Doctor, how are we tracking? China, South Korea, Singapore and Thailand Using Smart Phone Applications to Halt the Spread of Corona Virus

By Cameron Abbott, Warwick Andersen, Rob Pulham and Max Evans

A slew of Asian countries have begun to use telecommunications networks, Smart Phone Applications and messaging services to assign, inform, track and/or monitor individuals which may have contracted COVID-19, including those which are required to undertake a process of self-isolation, according to articles from Wired, Channel News Asia and Bangkok Post.

In China, apps such as WeChat and AliPay have been utilised to assign individuals health codes, referred to as colour codes, to determine whether they should undertake a process of self-isolation. According to the NY Times a green code enables its holder to move about unrestricted, a yellow code asks the individual to stay home for seven days whilst a red code requires a two-week quarantine. In South Korea, government authorities have sent out texts detailing the movements of specific people infected with COVID in addition to using a smartphone app to ensure people who are required to self-isolate are staying home.

Similarly, the “SydeKick for ThaiFightCOVID” application in Thailand, a requirement imposed on individuals travelling from high-risk countries to download on entry, enables the government to monitor the daily behaviour of at-risk groups and assists in determining whether specific individuals are detaining themselves at home in accordance with the self-isolation period. Alternatively, the use of the “TraceTogether” application in Singapore enables individuals to voluntarily and proactively help by exchanging short-distance Bluetooth signals to detect other users who are in close proximity, thereby enabling contact tracers to swiftly inform users who are close contacts of COVID cases.

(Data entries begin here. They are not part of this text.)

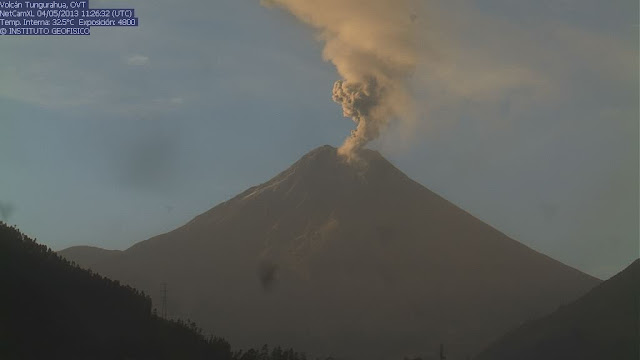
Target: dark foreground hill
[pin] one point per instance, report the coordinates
(355, 260)
(51, 309)
(600, 325)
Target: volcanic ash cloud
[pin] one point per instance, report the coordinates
(372, 45)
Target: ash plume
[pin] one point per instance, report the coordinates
(373, 47)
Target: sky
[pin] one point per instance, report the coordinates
(526, 115)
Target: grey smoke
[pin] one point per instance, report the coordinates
(373, 47)
(267, 275)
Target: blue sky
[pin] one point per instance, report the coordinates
(528, 119)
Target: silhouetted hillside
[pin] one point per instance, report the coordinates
(355, 260)
(603, 324)
(51, 309)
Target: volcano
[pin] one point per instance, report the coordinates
(353, 260)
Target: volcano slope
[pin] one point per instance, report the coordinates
(354, 260)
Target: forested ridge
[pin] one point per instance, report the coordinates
(50, 308)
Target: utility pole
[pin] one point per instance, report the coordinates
(163, 311)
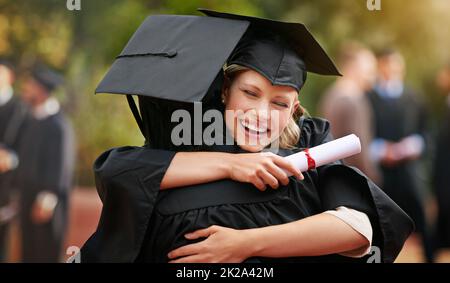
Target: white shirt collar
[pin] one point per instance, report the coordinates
(6, 95)
(48, 108)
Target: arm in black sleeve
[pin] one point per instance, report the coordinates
(128, 181)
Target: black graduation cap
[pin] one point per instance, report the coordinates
(282, 52)
(178, 58)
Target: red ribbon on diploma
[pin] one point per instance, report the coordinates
(311, 161)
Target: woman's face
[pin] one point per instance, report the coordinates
(257, 112)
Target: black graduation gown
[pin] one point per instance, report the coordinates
(140, 223)
(12, 117)
(47, 163)
(442, 183)
(397, 118)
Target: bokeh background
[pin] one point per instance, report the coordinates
(83, 44)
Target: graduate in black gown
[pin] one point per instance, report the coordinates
(400, 142)
(13, 114)
(441, 170)
(141, 222)
(45, 170)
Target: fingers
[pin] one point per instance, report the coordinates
(184, 251)
(268, 178)
(190, 259)
(278, 173)
(202, 233)
(288, 166)
(258, 183)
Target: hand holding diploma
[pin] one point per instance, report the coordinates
(325, 153)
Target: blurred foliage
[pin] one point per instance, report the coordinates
(83, 44)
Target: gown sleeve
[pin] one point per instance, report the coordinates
(341, 185)
(128, 181)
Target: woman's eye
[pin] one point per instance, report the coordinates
(250, 93)
(281, 104)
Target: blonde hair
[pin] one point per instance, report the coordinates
(290, 136)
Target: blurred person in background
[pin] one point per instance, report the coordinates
(441, 178)
(347, 107)
(12, 117)
(45, 169)
(400, 132)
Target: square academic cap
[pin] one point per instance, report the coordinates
(178, 57)
(173, 57)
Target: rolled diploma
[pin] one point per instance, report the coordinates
(327, 153)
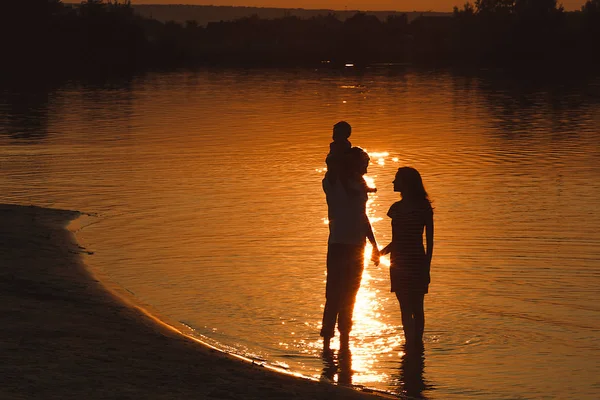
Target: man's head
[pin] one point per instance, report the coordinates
(341, 131)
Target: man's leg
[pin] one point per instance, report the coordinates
(408, 322)
(354, 268)
(332, 292)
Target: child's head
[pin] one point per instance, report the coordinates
(408, 182)
(341, 131)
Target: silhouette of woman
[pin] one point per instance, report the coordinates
(349, 227)
(410, 263)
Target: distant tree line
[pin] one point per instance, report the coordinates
(101, 36)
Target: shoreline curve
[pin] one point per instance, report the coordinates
(68, 335)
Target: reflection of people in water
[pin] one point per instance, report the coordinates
(410, 382)
(410, 263)
(340, 366)
(349, 226)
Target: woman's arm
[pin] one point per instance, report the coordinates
(429, 237)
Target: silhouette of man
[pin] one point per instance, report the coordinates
(349, 226)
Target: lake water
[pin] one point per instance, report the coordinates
(206, 193)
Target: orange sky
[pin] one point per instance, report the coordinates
(387, 5)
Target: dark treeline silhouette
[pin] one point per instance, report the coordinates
(104, 36)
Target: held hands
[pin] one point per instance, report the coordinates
(375, 255)
(385, 250)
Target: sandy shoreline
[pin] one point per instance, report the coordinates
(63, 335)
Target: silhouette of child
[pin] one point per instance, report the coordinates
(337, 159)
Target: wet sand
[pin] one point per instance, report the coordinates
(64, 335)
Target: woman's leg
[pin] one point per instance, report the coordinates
(419, 316)
(408, 322)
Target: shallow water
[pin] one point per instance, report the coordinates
(206, 193)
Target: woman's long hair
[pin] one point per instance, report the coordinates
(413, 189)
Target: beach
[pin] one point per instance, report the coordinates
(67, 335)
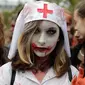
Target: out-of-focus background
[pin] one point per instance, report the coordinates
(9, 9)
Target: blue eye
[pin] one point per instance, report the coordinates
(51, 32)
(37, 31)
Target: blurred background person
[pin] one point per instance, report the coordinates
(3, 49)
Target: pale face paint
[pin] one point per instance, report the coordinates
(45, 38)
(79, 26)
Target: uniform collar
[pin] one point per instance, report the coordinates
(49, 75)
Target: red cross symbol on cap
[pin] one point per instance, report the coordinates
(45, 11)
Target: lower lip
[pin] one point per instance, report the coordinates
(42, 50)
(36, 48)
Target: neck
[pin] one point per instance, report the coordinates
(42, 63)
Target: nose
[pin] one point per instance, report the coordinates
(42, 40)
(76, 34)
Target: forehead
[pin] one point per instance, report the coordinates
(75, 14)
(47, 24)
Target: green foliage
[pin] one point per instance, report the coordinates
(9, 16)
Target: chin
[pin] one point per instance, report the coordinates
(41, 54)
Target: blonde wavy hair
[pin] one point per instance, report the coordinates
(61, 61)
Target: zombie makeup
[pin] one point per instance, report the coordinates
(45, 38)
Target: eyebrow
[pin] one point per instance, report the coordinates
(52, 28)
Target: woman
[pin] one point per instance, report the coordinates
(79, 18)
(3, 49)
(37, 48)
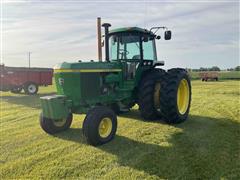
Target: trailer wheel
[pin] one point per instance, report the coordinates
(100, 125)
(31, 88)
(16, 89)
(51, 126)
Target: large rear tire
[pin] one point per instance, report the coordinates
(176, 96)
(31, 88)
(100, 125)
(16, 89)
(149, 94)
(52, 126)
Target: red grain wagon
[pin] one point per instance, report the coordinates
(15, 79)
(209, 75)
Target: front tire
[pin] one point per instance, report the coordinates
(176, 97)
(100, 125)
(52, 126)
(149, 94)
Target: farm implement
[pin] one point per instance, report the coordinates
(129, 75)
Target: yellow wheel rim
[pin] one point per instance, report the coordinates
(183, 96)
(105, 127)
(59, 123)
(156, 96)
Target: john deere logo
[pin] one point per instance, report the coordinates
(61, 81)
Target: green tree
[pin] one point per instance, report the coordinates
(237, 68)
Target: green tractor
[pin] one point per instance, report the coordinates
(129, 75)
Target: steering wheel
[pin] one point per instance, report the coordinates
(123, 52)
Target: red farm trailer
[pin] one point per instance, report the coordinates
(15, 79)
(209, 75)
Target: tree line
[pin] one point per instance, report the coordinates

However, the use of such technology forms has not been without controversy. In particular, in China there has been evidence building that the use of health codes enables the relevant apps to feed locational data back to government authorities, whilst in South Korea, the use of texting services has stirred up public shaming and rumor-mongering. All we can hope is that, even in the turmoil the world is currently experiencing, objectives of public safety through social controls are balanced against the interests of individuals to preserve their privacy.